Likewise, Victor Bynoe argues that the Drifters’ music was so popular because “all the songs were about… being happy. None of it is about darkness or anything like that. It’s all good stuff“. Really? What about the heartache of “There Goes My Baby” and “I Count These Tears”, or the paranoid jealously underlying “Save the Last Dance for Me”, where the narrator tells his girl that she can dance with other guys as long as she promises not to go home with any of them?
Ironically, Bynoe is correct in that none of the Drifters’ songs are particularly depressing, even if he doesn’t articulate why this is the case. Underlying all of their songs is the understanding that having a broken heart isn’t a permanent condition, and that the only cure (if you're a straight guy) is to find a new girl. The Drifters could provide the soundtrack to the entire history of a relationship: the awkward early flirtations (“Dance with Me”); the first kiss (“This Magic Moment”); the punch-drunk elation of the first few months of dating (“Saturday Night at the Movies”); the fear of losing her to someone else (“Save the Last Dance for Me”); the pathetic, futile attempts to hold onto her once it’s clear the romance is doomed (“Please Stay”); the wistful longing right after the break-up (“There Goes My Baby”); the pain of seeing her with another man and the selfish hope that she’ll break his heart, too (“I Count These Tears”); the aimless wandering in between relationships (“On Broadway”) and; finally, of course, moving on to the next pretty young thing. Their music is uplifting and soulful because it knows that most romances are seasons in our lives that come and pass, and we have to enjoy them while we can.
But nobody in the documentary comes close to explaining why these songs have stood the test of time. Instead, we get over 45-minutes of the group members patting themselves on the back for managing to keep the good name of the Drifters alive. Intriguing questions, when asked, are never answered. It’s suggested that the Drifters, unlike most musical acts, are able to keep adding new talent while maintaining the same name due to an unusual legal situation, although no one bothers to explain it. Likewise, there are a few throwaway comments that the group does most of their touring these days in England, where they’re far more popular (apparently only the Drifters’ earliest songs were hits in the US, while their latter work found success in the UK), but then there’s no follow-up to shed some light on the situation.
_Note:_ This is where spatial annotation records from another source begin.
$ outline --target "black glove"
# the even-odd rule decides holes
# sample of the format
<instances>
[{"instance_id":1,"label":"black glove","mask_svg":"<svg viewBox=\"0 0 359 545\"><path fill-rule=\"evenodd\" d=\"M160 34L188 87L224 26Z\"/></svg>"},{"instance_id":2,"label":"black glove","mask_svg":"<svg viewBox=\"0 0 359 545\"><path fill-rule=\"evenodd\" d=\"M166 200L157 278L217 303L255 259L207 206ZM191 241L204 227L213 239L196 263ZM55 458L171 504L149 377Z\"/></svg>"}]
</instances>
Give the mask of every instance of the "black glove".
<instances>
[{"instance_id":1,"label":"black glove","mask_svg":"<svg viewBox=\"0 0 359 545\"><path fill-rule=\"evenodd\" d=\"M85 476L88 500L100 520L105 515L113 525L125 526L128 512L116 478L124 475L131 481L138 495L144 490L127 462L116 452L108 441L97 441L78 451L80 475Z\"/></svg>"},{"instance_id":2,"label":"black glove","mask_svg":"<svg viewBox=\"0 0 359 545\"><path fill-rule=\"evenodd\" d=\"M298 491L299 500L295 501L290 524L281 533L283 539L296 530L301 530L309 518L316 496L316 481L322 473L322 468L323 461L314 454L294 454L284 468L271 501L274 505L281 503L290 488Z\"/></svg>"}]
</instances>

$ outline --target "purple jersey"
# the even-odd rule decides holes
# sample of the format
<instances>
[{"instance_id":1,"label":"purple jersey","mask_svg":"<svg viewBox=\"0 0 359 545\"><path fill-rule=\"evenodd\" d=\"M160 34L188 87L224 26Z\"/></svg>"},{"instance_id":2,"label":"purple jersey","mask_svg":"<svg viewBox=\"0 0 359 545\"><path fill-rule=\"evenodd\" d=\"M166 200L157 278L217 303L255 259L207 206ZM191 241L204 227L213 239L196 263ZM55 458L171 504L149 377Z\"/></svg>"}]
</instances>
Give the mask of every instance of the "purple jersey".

The DVD special features also includes a duet between the Drifters and pianist Gary Brooker, but it’s just another unremarkable extra on a disc that fails to either provide satisfying covers for these songs or illuminate the group’s place in music history. These guys might constitute the Drifters today, but 100 years from now, it will be the original songs that people are still listening to as a soundtrack to their own great romances and tragic heartaches.